Consumer-Level Challenges
The ethanol industry wants the blending ratio to be increased to 24%, but public perception is not favourable. Concerns about ethanol blending affecting mileage and engine performance have generated scepticism, raising questions about the programme’s long-term future.
Oil companies are procuring ethanol at cheaper rates, yet there has been no reduction in petrol prices for consumers. As a result, the public sees no direct benefit from ethanol blending. This situation is preventing the government from making major decisions on increasing blending levels. At the same time, the automobile industry is also not moving rapidly towards flex-fuel technology.
Sugarcane Farmers Also Left Out
The government claims that ethanol has benefitted sugarcane farmers. But farmers argue that sugar mills used to pay them at the State Advised Price (SAP) earlier, and that remains unchanged even today. The same holds true in FRP-based states. Although the government says ethanol has improved timely sugarcane payment, farmers have not received any direct share of ethanol revenue.
In Uttar Pradesh, the leading sugarcane-producing state, sugarcane SAP remained freez in the last years.

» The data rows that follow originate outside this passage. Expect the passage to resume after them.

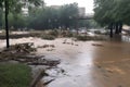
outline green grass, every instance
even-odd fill
[[[30,71],[23,64],[0,64],[0,87],[29,87]]]

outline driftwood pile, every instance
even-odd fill
[[[60,61],[57,60],[46,60],[43,59],[44,55],[31,54],[31,52],[36,51],[37,49],[34,48],[32,42],[12,45],[10,49],[5,49],[0,52],[0,61],[14,60],[28,65],[55,66],[60,64]]]
[[[35,51],[32,42],[12,45],[9,49],[0,51],[0,61],[22,59]]]

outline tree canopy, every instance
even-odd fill
[[[95,21],[116,34],[121,33],[122,24],[130,25],[130,0],[94,0],[94,12]]]

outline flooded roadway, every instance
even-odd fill
[[[53,51],[38,49],[38,54],[61,59],[58,73],[47,71],[54,78],[47,87],[130,87],[130,44],[114,41],[72,41],[65,38],[53,41],[39,38],[23,38],[25,42],[37,46],[54,45]],[[12,39],[21,42],[23,39]],[[0,41],[4,45],[4,41]],[[43,78],[48,79],[49,77]]]
[[[58,67],[65,72],[49,72],[55,79],[47,87],[130,87],[130,44],[77,41],[75,46],[61,40],[53,42],[54,51],[44,53],[60,58]]]

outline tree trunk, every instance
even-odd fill
[[[119,23],[119,33],[122,30],[122,23]]]
[[[5,35],[6,35],[6,48],[9,48],[9,47],[10,47],[10,42],[9,42],[9,23],[8,23],[8,14],[9,14],[9,4],[8,4],[8,0],[5,0],[4,4],[5,4]]]
[[[115,30],[115,34],[119,34],[119,24],[116,23],[115,26],[116,26],[116,27],[115,27],[115,29],[116,29],[116,30]]]

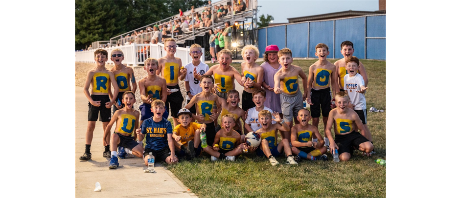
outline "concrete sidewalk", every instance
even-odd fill
[[[102,157],[102,123],[96,122],[91,145],[92,158],[81,160],[85,152],[88,124],[88,99],[83,88],[75,87],[75,176],[76,198],[197,198],[187,191],[173,174],[161,163],[155,163],[156,172],[145,173],[147,167],[141,158],[119,159],[118,167],[109,169],[110,159]],[[113,126],[113,131],[115,124]],[[94,191],[95,184],[101,191]]]

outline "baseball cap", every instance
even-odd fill
[[[189,114],[189,116],[190,116],[191,118],[192,117],[192,113],[190,113],[190,111],[186,108],[181,109],[178,112],[178,114],[176,114],[176,117],[179,117],[180,115],[184,113]]]
[[[268,45],[266,47],[266,51],[265,54],[278,52],[278,47],[277,45]]]

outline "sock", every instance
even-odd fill
[[[133,151],[131,151],[131,149],[130,149],[127,147],[125,147],[125,152],[126,152],[126,153],[133,154]]]
[[[85,152],[86,153],[90,153],[90,147],[91,147],[91,144],[85,145]]]

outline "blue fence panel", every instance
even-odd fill
[[[335,23],[334,58],[342,59],[344,57],[341,54],[341,43],[348,40],[354,44],[354,56],[359,59],[365,59],[365,19],[360,17],[338,20]],[[330,50],[330,54],[332,50]]]
[[[291,50],[293,57],[307,57],[307,28],[309,23],[286,26],[286,47]]]
[[[328,46],[330,54],[327,58],[332,59],[334,44],[333,35],[333,20],[319,22],[310,22],[309,28],[309,58],[318,58],[315,56],[315,46],[320,43],[325,43]]]
[[[263,58],[266,51],[266,30],[267,28],[258,30],[258,50],[259,50],[259,58]]]

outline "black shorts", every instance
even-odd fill
[[[256,104],[253,101],[253,94],[243,90],[242,93],[242,109],[247,111],[248,109],[255,106]]]
[[[152,155],[155,157],[155,162],[158,162],[163,161],[166,163],[166,158],[168,158],[171,152],[170,151],[170,147],[168,146],[163,147],[160,150],[154,150],[150,148],[146,148],[144,150],[144,157],[149,155],[149,152],[152,152]]]
[[[123,146],[133,150],[133,148],[139,144],[137,141],[133,139],[134,137],[133,136],[125,136],[118,133],[115,133],[118,135],[118,139],[120,139],[120,143],[118,143],[117,146]]]
[[[330,106],[331,101],[331,93],[330,88],[316,90],[312,89],[311,92],[311,100],[313,105],[311,105],[311,114],[312,118],[320,117],[320,110],[322,109],[322,116],[327,117],[331,107]]]
[[[340,155],[344,152],[351,154],[352,151],[350,149],[350,146],[359,148],[360,144],[367,141],[369,141],[362,134],[355,131],[346,135],[335,134],[335,143],[339,147],[338,149],[338,153]]]
[[[183,98],[183,94],[181,93],[181,88],[179,87],[179,84],[175,86],[166,85],[166,88],[173,89],[178,89],[178,91],[171,94],[166,96],[166,102],[165,102],[165,106],[168,107],[169,106],[169,109],[171,112],[170,114],[173,118],[176,118],[176,114],[179,112],[180,109],[183,108],[183,101],[184,101],[184,98]]]
[[[88,101],[88,121],[97,121],[98,116],[99,121],[103,122],[111,121],[112,116],[111,108],[106,108],[106,102],[110,102],[109,95],[91,95],[91,99],[94,101],[101,101],[101,105],[94,106]]]
[[[357,113],[359,115],[359,118],[362,120],[362,123],[367,124],[367,109],[362,109],[361,110],[355,110],[354,111]]]
[[[123,96],[124,93],[125,93],[125,92],[118,92],[118,95],[117,95],[117,99],[115,99],[115,102],[118,102],[118,100],[119,100],[120,103],[122,104],[122,108],[125,107],[125,104],[123,104],[123,103],[122,102],[122,96]],[[114,104],[112,105],[112,115],[114,115],[114,113],[115,113],[115,111],[118,110],[118,109],[117,108],[117,107],[115,106],[115,102],[114,102]]]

State governent has increased SAP for current crushing season(2025-26). Meanwhile, farmers have suffered from crop diseases and declining yields.
On one hand, maize farmers are compelled to sell produce at lower prices; on the other hand, sugarcane farmers have gained no separate direct benefit from ethanol. Consumers too have received no relief in fuel prices.
This is why neither farmers nor the public show enthusiasm for the ethanol program. These circumstances have emerged due to policy ambiguity.